Global ransomware attacks continue to climb month on month

Sept. 27, 2024
Total ransomware cases in August were 14% higher month on month, at 450 attacks

August 2024 — In August, global levels of ransomware attacks increased both month on month and year on year. According to NCC Group’s August Threat Pulse, there were 450 attacks, a jump from the previous month’s figures of 395 and the previous year’s figures of 389.

RansomHub in the top position as the most prevalent threat actor

RansomHub maintains the top position as the most active threat actor this month, with 72 attacks. This is up from 43 in July, a huge 67% increase from last month. RansomHub attacks accounted for 16% of all activity for the month and reflect a continued hold on the threat landscape by the group. Meow secured the second position with 41 attacks, followed by LockBit 3.0 in third with 29 attacks and Play fourth with 27 attacks. The record for the largest known ransom to date was broken in August, as a Fortune 50 company paid a record-breaking $75 million ransom to the Dark Angel's ransomware organization, beating the previous $40 million. 

North America and Europe face 80% of attacks

North America remained the most targeted region, representing 52% of global attacks (232).

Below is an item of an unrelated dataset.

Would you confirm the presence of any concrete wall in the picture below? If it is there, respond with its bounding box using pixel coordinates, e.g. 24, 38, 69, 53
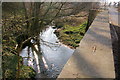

Europe followed with 28% of attacks (125), a large increase from 83 in July. Asia and South America experienced a modest rise, with attacks retrospectively increasing from 41 and 18 in July to 42 and 21 in August. Africa also saw an increase, from 10 to 14 incidents. 

Consumer Discretionary rivals Industrials for the most targeted sector

The industrial sector remains the most targeted sector. Accounting for 24% (109) of attacks in August, these figures reflect the continued interest by threat actors in targeting critical national infrastructure (CNI). Following closely behind is Consumer Discretionary, which has 104 attacks and is in joint third position, Information Technology and Healthcare, which has 46 attacks. 

Spotlight: Ransomware hits the Grand Palais during the Paris Olympics

During the Paris Olympics, a ransomware attack targeted the Grand Palais and around 40 other museums in France. Despite the disruption to these cultural sites, the Olympic Games remained unaffected. This incident was part of a broader wave of cyber attacks on critical infrastructures, including government entities and transport networks. The French cyber security agency, ANSSI, swiftly contained the impact, showcasing the robustness of the security measures in place for the Games. This event highlights the persistent ransomware threat at high-profile events and underscores the importance of securing all connected systems. 

"The increase in ransomware attack figures this month demonstrates the continuing volatility of the threat landscape. Previous months have seen a slight reduction in attacks, in part due to the takedown of LockBit 3.0, but this month has shown that other actors are all too ready to take their place.“That’s why drawing attention to situations such as the Grand Palais attack is so important. Having robust cyber security measures in place is paramount, particularly regarding major events or organizations. The havoc that a cyber attack could have caused at the Olympics is almost unthinkable. Thankfully, this did not become a reality," noted Matt Hull, Head of Threat Intelligence at NCC Group.